Newcastle United’s Saudi Arabia takeover could be re-examined by MPs over The Telegraph’s WhatsApp cache suggesting both the kingdom’s Crown Prince and UK ministers were involved.
Boris Johnson and Richard Masters, the Premier League’s chief executive, denied Government interference prior to the £305 million deal being approved in October 2021.
However, leaked messages from Amanda Staveley, who brokered the sale, now suggest top-level state interventions from both Saudi Arabia and the UK behind the scenes.
WhatsApps sent by Staveley suggest that Mohammed bin Salman, the de facto Saudi ruler, was signing off key decisions within the takeover, while Lord Grimstone, then minister for investment in the UK, “pushed behind the scenes” for the deal to be approved.
Ms Staveley also detailed enlisting the help of the Saudi ambassador to the UK to rescue the deal in April 2021. That same month Mr Johnson, then Prime Minister, said his government “was not involved at any point in the takeover talks on the sale of Newcastle” in a written parliamentary answer.
The sale eventually went through after the Premier League was given “legally binding assurances” that the Saudi state would not be in control of Newcastle.
However, MPs, who had repeatedly raised concerns at the time, reacted with concern to revelations in The Telegraph which shed fresh light on negotiations.
Newcastle Central MP, Chi Onwurah, said it now seems “unlikely” that Mr Johnson was “telling the truth” when he stated in a parliamentary answer to her in April 2021: “The Government was not involved at any point in the takeover talks on the sale of Newcastle.”
Onwurah said on Monday: “From the Covid pandemic to the European Super League debacle, events have demonstrated the former Conservative Prime Minister’s opportunistic relationship with both the truth and the beautiful game. It seems unlikely he was telling the truth.”
The £305 million purchase in 2021 had taken a bruising 18 months to ratify, with human rights activists calling for the takeover to be turned down. Mr Masters, the head of English football’s top tier, was scrutinised by the the Culture, Media and Sport Committee on the deal at least twice. He denied being put under pressure by the Government to look favourably on the deal. “You are suggesting we were put under pressure to go one way or another,” he told the committee. “That has not happened.”
In light of Ms Staveley’s leaked messages, Dame Caroline Dinenage, who now chairs the parliamentary committee, has indicated MPs could look again at the deal. The new committee will be constituted on October 29 and “it may come up then”, she said.
Clive Efford, a Labour MP who was part of the committee which scrutinised the deal, added: “It was always clear to anyone interested in the truth that Newcastle were being bought with sovereign money and that the Saudi government were the real owners of Newcastle. The fact that the then Government were keen for the takeover to go ahead knowing their constant human rights violations… is a disgrace. Football should not be allowing sports-washing of this kind.”
In the messages first published on Sunday, Ms Staveley said she was in direct contact with Lord Grimstone and told the sellers of the club that the minister “pushed behind the scenes and made it very clear that their preference is for the deal to go ahead”.

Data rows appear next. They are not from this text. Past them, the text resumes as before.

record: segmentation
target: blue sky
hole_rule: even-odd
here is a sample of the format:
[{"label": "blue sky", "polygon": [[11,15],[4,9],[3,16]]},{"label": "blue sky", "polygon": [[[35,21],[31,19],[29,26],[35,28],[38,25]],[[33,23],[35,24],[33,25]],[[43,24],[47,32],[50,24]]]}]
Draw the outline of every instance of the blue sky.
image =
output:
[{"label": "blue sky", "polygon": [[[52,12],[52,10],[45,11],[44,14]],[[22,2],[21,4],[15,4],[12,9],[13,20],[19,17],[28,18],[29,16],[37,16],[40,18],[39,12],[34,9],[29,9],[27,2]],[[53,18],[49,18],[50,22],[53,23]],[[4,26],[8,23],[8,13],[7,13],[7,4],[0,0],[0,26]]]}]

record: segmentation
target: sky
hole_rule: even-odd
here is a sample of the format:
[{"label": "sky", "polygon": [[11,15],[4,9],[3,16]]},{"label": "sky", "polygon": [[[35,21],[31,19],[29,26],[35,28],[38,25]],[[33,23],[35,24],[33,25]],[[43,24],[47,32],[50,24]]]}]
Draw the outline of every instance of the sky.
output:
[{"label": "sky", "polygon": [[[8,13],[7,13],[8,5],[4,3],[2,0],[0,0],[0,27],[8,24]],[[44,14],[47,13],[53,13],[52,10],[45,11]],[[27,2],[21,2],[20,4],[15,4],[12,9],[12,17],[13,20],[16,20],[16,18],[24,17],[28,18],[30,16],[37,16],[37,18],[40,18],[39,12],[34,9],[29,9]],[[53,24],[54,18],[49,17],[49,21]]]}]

At one point, Ms Staveley also warns the sellers that “the Crown Prince is losing patience”, and when the deal hit trouble, she said the governor of PIF was “trying to… convince the Crown Prince not to pull out”.
Rival Premier League clubs declined to comment on the furore on Monday. One senior figure said only that messages “rubber stamp why the takeover should never have been approved”. The main point of contention for rivals was a Competition chair Gary Hoffman served only 18 months in the job after an unofficial vote of confidence amid complaints he should have consulted clubs more.
Via lawyers, Ms Staveley said she only ever referenced the Crown Prince in his capacity as chairman of PIF. To suggest that her messages cast doubt on whether the assurances about independence from the Saudi state have been adhered to subsequently “is as illogical as it is misconceived,” she added.
Foreign states are not banned from owning Premier League clubs under its own rules, but the Saudi state was accused of illegally pirating the league’s games on a state-run channel, which presented a barrier to ownership.
The Premier League eventually removed its objections after being convinced that PIF would be acting independently of the Saudi state in the running of Newcastle.
While the Crown Prince is chairman of PIF, the Premier League said at the time it had “received legally binding assurances that the Kingdom of Saudi Arabia will not control Newcastle United Football Club”.